The adoption of industry standards and more mature platforms will shift big data’s focus from IT-driven infrastructure projects to business-driven data solutions. Those who adopt big data strategies early and aggressively will realize operational efficiencies and top-line growth.
In 2016, we will see solutions to many of these challenges and the emergence of powerfully differentiated strategies from organizations that leverage their big data assets. Here are some key developments to look for in 2016.
One of the challenges with big data solution adoption has been a disconnect between business and IT. In many instances, IT has led the way, building out a big data infrastructure and adopting a myriad of new tools, often without the context of a specific business problem.
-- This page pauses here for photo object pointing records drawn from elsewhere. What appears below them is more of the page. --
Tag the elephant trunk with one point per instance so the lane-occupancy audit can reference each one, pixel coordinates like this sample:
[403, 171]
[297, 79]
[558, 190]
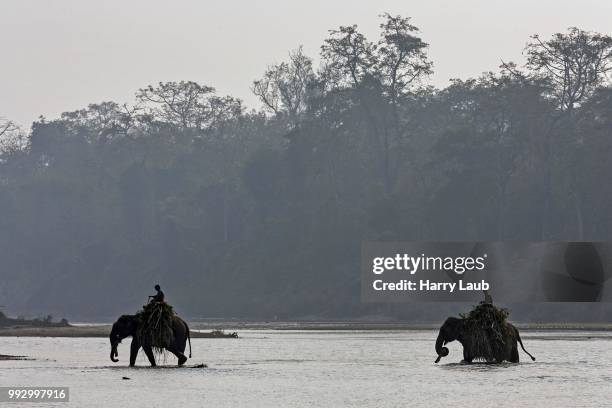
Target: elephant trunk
[442, 351]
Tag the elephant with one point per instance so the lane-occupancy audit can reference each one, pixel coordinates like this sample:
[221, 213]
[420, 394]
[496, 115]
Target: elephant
[459, 329]
[127, 325]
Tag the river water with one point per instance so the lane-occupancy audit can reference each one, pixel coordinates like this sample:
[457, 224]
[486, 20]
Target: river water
[319, 369]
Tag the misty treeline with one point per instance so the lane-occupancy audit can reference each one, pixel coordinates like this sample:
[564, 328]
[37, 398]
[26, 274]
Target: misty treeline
[261, 214]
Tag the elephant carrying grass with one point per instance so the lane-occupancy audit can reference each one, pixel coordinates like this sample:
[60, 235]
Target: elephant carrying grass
[175, 338]
[485, 339]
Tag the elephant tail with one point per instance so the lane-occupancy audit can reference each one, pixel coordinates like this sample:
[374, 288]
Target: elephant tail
[518, 337]
[189, 338]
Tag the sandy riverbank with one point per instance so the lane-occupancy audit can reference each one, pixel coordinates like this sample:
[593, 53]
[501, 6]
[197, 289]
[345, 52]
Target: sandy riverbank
[205, 329]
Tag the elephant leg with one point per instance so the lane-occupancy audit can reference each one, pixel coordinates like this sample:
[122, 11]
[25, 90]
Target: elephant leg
[174, 350]
[134, 347]
[514, 357]
[467, 357]
[149, 352]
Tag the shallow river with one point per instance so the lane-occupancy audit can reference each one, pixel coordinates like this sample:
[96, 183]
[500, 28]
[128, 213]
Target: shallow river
[319, 369]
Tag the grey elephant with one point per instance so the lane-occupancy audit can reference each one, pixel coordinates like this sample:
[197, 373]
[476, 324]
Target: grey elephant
[128, 325]
[476, 344]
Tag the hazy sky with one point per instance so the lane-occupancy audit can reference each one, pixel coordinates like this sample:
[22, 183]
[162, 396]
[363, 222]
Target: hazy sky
[60, 55]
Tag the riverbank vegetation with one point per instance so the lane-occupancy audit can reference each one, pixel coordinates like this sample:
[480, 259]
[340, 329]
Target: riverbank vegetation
[261, 214]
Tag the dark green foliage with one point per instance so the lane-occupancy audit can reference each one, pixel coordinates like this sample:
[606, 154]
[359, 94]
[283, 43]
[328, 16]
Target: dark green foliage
[247, 214]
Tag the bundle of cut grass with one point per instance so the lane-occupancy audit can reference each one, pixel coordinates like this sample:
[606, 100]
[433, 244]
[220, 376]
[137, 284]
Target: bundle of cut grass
[488, 330]
[155, 328]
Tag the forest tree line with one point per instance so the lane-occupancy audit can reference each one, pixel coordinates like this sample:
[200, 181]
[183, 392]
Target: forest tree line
[261, 213]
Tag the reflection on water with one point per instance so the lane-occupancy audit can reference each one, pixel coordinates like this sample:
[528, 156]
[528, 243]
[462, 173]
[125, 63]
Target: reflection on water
[319, 369]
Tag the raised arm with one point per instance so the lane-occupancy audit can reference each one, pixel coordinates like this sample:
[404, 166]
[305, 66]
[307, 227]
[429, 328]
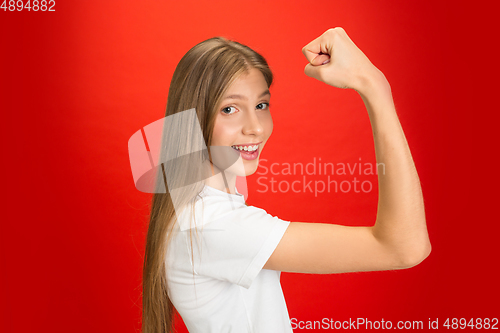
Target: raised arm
[399, 237]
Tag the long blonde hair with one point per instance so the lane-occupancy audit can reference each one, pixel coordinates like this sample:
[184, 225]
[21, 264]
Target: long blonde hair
[200, 80]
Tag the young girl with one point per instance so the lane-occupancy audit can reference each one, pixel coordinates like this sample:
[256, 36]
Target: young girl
[217, 260]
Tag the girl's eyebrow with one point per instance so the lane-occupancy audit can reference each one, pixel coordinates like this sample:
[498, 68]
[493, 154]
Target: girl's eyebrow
[267, 92]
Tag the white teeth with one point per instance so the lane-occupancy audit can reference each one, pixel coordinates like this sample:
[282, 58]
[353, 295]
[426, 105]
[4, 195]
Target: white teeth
[246, 148]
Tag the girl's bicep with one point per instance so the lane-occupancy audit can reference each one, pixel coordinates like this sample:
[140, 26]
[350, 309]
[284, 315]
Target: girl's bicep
[328, 248]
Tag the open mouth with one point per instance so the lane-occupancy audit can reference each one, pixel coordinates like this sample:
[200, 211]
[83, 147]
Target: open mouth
[248, 151]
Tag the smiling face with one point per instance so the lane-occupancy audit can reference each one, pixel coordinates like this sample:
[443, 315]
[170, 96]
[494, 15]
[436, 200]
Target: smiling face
[243, 120]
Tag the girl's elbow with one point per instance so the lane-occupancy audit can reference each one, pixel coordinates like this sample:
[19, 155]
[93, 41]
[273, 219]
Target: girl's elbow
[416, 255]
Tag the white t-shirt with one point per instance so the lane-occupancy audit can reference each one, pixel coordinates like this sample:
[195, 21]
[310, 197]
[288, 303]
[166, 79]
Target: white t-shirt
[217, 284]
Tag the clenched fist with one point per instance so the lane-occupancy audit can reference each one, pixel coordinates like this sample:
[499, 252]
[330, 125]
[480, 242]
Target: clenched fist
[335, 60]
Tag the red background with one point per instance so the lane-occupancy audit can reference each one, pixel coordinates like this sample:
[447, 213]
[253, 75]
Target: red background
[78, 82]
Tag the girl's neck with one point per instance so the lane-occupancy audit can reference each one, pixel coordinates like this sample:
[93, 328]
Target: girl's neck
[222, 181]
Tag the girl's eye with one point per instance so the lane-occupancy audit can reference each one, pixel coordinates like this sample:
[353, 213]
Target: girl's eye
[228, 110]
[262, 106]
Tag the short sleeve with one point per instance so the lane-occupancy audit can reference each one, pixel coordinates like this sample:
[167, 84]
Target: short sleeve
[235, 245]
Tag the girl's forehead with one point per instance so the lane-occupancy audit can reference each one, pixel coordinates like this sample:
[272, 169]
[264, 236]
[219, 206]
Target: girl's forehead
[249, 83]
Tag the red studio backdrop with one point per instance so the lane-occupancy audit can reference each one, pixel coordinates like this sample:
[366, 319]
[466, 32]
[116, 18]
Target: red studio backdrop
[77, 82]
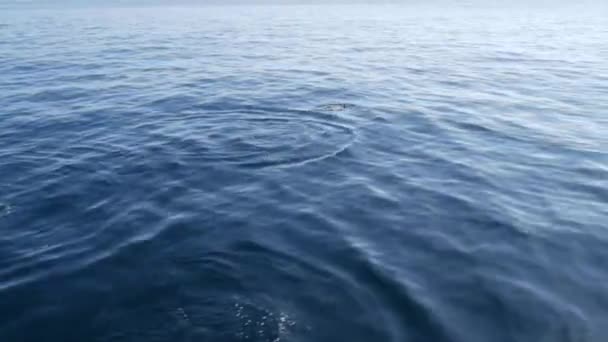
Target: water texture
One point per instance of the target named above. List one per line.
(303, 173)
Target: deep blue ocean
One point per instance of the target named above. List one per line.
(303, 173)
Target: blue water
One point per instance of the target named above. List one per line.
(303, 173)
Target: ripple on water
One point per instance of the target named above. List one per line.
(5, 209)
(256, 138)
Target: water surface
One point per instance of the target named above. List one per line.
(303, 173)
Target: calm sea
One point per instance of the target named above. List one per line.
(304, 173)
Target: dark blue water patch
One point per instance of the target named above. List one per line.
(302, 174)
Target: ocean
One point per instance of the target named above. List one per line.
(303, 173)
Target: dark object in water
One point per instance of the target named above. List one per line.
(335, 107)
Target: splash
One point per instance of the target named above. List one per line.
(260, 324)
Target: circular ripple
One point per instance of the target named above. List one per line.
(259, 139)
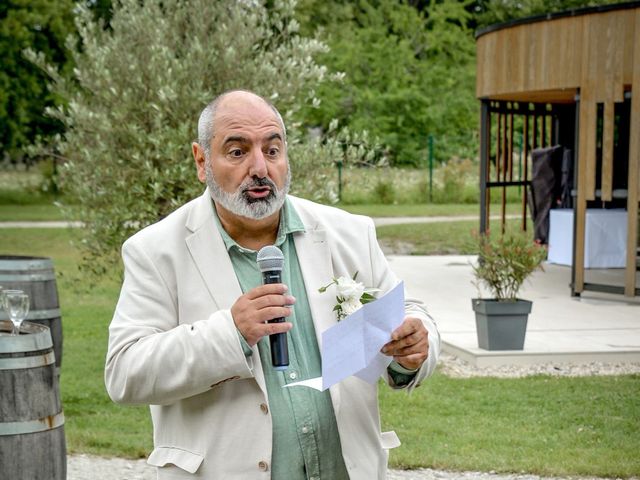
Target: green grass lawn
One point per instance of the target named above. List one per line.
(33, 213)
(544, 425)
(48, 211)
(423, 209)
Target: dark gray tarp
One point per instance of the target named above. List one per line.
(546, 187)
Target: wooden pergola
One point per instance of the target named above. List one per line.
(571, 79)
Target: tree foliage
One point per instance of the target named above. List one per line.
(132, 104)
(42, 25)
(407, 73)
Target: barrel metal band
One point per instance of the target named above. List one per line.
(27, 277)
(36, 314)
(32, 426)
(18, 363)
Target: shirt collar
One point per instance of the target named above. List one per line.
(290, 222)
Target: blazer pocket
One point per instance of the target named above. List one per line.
(184, 459)
(389, 440)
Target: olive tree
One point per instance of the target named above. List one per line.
(133, 101)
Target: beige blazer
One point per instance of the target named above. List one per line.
(173, 344)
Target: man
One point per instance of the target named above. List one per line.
(189, 335)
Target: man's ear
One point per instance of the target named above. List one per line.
(198, 156)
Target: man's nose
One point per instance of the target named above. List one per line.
(258, 165)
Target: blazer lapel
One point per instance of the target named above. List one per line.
(314, 257)
(315, 262)
(212, 260)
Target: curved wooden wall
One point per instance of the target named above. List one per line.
(596, 55)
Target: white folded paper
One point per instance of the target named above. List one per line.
(352, 347)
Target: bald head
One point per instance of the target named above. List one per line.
(225, 103)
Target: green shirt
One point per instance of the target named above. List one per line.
(306, 444)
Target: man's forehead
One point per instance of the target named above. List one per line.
(256, 118)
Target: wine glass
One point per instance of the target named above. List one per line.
(16, 303)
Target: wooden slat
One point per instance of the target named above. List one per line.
(634, 169)
(606, 182)
(588, 129)
(511, 147)
(525, 169)
(548, 55)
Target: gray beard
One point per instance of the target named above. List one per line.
(239, 203)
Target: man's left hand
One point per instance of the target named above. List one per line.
(409, 344)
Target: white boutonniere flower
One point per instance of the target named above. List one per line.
(350, 294)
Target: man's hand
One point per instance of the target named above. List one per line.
(257, 306)
(409, 344)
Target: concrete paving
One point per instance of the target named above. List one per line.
(562, 329)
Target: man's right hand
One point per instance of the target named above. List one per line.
(253, 309)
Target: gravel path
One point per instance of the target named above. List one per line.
(87, 467)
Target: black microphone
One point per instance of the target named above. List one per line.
(270, 262)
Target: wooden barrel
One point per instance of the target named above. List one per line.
(36, 277)
(32, 442)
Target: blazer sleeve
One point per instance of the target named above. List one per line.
(385, 279)
(154, 359)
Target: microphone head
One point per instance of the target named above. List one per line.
(270, 258)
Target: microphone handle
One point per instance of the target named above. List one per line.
(277, 341)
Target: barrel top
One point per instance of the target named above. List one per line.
(19, 262)
(33, 337)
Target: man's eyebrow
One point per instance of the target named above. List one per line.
(273, 136)
(234, 138)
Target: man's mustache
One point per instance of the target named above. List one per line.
(258, 182)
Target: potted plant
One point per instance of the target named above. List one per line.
(504, 263)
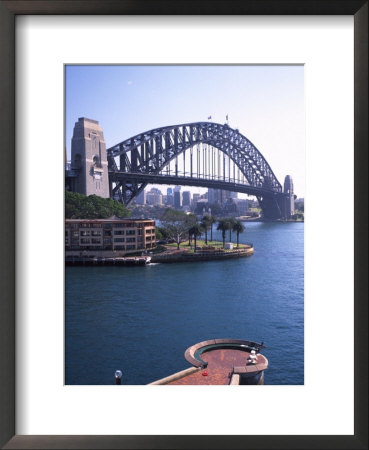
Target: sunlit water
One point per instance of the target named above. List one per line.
(142, 319)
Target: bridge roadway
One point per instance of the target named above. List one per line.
(191, 181)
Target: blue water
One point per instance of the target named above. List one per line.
(142, 319)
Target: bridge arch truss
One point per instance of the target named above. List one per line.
(134, 162)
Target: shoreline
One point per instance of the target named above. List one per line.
(184, 256)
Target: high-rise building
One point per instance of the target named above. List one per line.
(89, 161)
(177, 199)
(186, 198)
(153, 198)
(141, 198)
(290, 200)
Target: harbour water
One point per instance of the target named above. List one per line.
(142, 319)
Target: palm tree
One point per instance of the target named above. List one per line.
(238, 227)
(196, 231)
(206, 223)
(223, 226)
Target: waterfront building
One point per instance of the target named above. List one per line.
(108, 237)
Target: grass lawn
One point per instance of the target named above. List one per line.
(201, 243)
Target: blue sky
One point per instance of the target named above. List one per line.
(265, 102)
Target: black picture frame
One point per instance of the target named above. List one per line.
(8, 12)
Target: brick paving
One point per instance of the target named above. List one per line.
(219, 369)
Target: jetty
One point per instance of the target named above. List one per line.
(101, 261)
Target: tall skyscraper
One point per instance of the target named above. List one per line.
(141, 198)
(290, 201)
(177, 199)
(186, 198)
(89, 158)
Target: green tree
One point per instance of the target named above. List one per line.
(238, 227)
(177, 224)
(79, 206)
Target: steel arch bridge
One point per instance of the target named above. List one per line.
(212, 155)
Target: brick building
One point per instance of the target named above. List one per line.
(108, 237)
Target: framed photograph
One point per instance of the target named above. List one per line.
(108, 99)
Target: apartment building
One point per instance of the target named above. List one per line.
(108, 237)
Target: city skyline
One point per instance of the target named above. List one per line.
(266, 104)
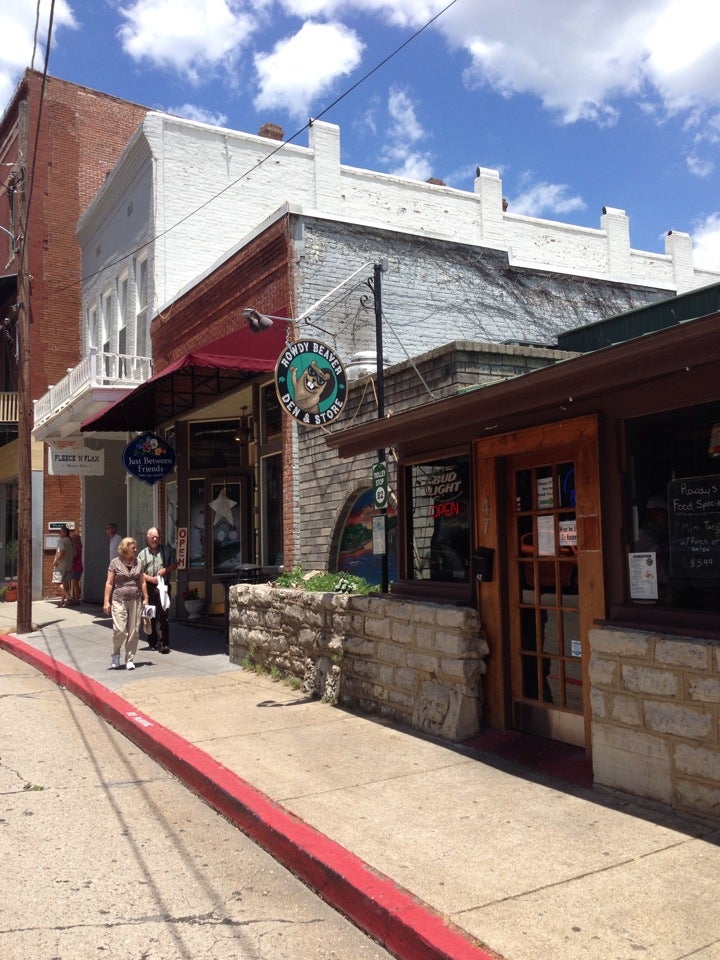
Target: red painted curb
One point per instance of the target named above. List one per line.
(404, 925)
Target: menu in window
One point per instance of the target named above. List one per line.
(643, 576)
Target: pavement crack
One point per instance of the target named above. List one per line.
(573, 878)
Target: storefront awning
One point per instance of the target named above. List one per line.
(549, 393)
(193, 380)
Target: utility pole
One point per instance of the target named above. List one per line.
(380, 386)
(25, 407)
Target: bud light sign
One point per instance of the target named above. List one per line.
(149, 458)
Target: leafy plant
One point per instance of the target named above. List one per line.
(325, 582)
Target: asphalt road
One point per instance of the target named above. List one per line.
(103, 854)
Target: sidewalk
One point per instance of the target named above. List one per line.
(437, 851)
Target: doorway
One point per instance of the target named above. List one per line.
(543, 610)
(537, 494)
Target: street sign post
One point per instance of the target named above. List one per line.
(379, 479)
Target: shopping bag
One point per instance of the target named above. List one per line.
(163, 593)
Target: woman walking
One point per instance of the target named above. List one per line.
(125, 594)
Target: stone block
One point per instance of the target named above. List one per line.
(425, 638)
(419, 661)
(377, 628)
(619, 643)
(401, 631)
(631, 761)
(682, 653)
(445, 711)
(405, 678)
(602, 672)
(391, 653)
(704, 689)
(677, 721)
(626, 710)
(698, 798)
(695, 761)
(648, 680)
(598, 705)
(454, 644)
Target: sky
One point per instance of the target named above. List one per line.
(579, 104)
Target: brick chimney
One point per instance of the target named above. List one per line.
(272, 131)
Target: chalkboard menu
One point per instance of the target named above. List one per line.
(694, 525)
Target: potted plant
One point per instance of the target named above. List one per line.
(193, 603)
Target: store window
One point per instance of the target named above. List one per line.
(215, 445)
(674, 505)
(439, 520)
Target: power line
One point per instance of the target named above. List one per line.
(270, 155)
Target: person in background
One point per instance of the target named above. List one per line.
(64, 556)
(114, 538)
(654, 537)
(77, 568)
(157, 560)
(125, 595)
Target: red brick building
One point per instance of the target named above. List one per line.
(58, 142)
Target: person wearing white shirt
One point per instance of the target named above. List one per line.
(114, 538)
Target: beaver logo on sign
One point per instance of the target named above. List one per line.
(310, 382)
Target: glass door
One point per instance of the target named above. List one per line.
(544, 617)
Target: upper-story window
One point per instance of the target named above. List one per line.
(106, 311)
(123, 294)
(94, 328)
(142, 339)
(141, 284)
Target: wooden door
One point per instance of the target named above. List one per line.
(538, 505)
(543, 610)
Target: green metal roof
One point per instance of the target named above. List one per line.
(642, 320)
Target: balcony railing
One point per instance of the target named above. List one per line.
(95, 371)
(8, 408)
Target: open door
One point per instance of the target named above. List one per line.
(538, 505)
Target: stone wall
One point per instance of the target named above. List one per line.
(656, 717)
(415, 663)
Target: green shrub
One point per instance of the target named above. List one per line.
(325, 582)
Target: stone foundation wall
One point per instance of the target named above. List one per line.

The result is frequently a solution looking for a problem to solve.
Smarter organizations have taken a different approach, building solutions to specific business problems or building a data-as-a-service offer, giving the business the flexibility to select the tools they need to solve their specific problem. In 2016, we will see much more of these two approaches.
Some of the key use cases driving big data adoption include compliance, regulatory risk reporting, cyber security and trade surveillance. In 2016, we will see increased interest in revenue-generating use cases such as customer 360.
In 2015, we saw the emergence of the data lake — a single store for all enterprise data characterized by the ability to collect vast amounts of data in its native, untransformed format at a very low cost.
The data lake offers much promise but it also has limitations.